Я смог лишь пробормотать:
— Невообразимо!
Но я еще далеко не все увидел. Ибо, присмотревшись получше, я разглядел в промежуточной зоне с более мягким освещением, среди многочисленных незнакомцев, сильно различавшихся между собой (по возрасту, росту, одежде, а также профессиональным орудиям, которые они демонстративно сжимали в руках, словно статуи или витражные изображения святых — те символы, которые с ними ассоциируются), и тех, кто был мне знаком, даже близок, а в некоторых случаях и более чем близок. Узнавая их одного за другим, я чувствовал, как у меня разрывается сердце. Слезы выступили у меня на глазах, я смотрел на них с недоверчивостью и болью, про себя обращаясь к ним со словами сочувствия:
— Как же это с вами случилось, бедные мои друзья? Какие страдания вам довелось претерпеть?
Прежде всего я увидел маленькую Элиетт в ее красивом синем пальто: сидя между двумя-тремя такими же несчастными детьми, она, казалось, хлопала в ладоши при виде кукловода (вероятно, того самого, у которого я так и не успел взять интервью!), который держал перед собой на ниточках своих Петрушку и Сапожника. Но самое сильное впечатление — я едва не закричал — произвел на меня вид Эглантины, полуобнаженной, не слишком изуродованной, хотя и находившейся почти рядом с неприятными личностями, освещенными зеленоватым светом. Между ее грудей что-то блестело — это был золотой скарабей, подаренный мной. Моя бедная подруга, некогда такая веселая, такая энергичная, такая чувственная, рядом с которой я мечтал прожить долгую жизнь и состариться и которая отныне и навсегда изменилась до неузнаваемости!

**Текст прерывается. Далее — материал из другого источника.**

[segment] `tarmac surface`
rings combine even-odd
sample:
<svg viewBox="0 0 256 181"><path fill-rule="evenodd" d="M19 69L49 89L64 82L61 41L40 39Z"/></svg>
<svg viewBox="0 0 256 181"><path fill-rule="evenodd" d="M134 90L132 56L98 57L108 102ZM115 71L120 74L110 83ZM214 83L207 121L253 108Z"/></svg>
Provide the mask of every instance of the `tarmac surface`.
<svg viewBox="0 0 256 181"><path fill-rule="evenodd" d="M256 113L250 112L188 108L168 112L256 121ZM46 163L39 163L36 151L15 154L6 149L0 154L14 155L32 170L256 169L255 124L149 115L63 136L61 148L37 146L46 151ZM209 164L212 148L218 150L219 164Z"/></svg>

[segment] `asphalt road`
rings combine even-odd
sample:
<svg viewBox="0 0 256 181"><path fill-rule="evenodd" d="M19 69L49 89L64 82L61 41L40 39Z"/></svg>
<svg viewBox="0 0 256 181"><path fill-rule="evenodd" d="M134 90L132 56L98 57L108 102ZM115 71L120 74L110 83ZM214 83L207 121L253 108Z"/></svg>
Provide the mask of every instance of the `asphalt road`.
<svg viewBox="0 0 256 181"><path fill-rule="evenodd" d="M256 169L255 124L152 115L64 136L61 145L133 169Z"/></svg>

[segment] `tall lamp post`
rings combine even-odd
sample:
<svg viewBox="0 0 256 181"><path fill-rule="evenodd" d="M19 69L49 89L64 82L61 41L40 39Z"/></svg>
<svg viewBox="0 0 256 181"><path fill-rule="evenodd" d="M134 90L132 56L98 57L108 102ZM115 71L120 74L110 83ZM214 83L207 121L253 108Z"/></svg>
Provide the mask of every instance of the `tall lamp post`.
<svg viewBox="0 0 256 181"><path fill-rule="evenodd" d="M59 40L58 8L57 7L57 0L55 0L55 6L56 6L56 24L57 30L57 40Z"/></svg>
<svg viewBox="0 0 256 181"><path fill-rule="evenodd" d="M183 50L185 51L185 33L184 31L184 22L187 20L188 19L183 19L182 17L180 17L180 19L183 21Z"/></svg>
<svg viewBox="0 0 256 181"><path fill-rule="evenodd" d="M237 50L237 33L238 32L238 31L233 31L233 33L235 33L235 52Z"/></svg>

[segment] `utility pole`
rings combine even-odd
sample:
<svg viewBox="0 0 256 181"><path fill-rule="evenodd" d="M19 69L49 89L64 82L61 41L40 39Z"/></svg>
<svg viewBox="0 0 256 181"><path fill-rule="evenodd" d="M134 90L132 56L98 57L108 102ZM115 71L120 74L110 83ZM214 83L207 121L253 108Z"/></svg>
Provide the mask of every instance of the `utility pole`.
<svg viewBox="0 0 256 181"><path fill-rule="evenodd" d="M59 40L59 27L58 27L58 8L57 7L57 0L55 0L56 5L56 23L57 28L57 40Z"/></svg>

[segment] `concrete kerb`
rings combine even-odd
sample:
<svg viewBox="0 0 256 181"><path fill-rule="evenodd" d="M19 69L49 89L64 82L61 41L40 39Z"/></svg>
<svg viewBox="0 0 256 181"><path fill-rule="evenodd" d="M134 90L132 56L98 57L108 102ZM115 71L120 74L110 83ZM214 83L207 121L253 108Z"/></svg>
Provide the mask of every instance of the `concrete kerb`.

Недалеко от нее — новый сюрприз! — столь же близкие в смерти, как прежде далекие в жизни, — библиотекарь и мой дядюшка Обен, несмотря на то, что гроб последнего на моих глазах уехал в огненную печь (но, очевидно, он был пуст — вот почему он казался таким легким в руках носильщиков!). Что до Моравски, я сам отнес его, как говорится, к последнему пристанищу. Которое на самом деле оказалось не последним. Могильщик с кладбища Сен-Аматр был прав, да и комиссара на сей раз чутье не подвело: трупы исчезали с кладбища значительно чаще, чем появлялись на нем. И дядя, и Моравски, надо признать, выглядели наилучшим образом: библиотекарь с сосредоточенным видом и едва заметной улыбкой на губах читал огромную книгу в кожаном переплете — это могли быть «Опыты» Монтеня. Мой дядя — каким чудом Бальзамировщик, которому я никогда об этом не говорил, узнал, что он был архитектором? — держал в одной руке какой-то чертеж на кальке, в другой — угольник.
Не хватало лишь Александра Мейнара. Может быть, он тоже был среди «проклятых» (его обличительные выступления на стадионе, я полагаю, не могли внушить мсье Леонару ничего, кроме отвращения), если только скандал, устроенный им в «Приюте гурмана», не заставил его преждевременно покинуть Оксерр.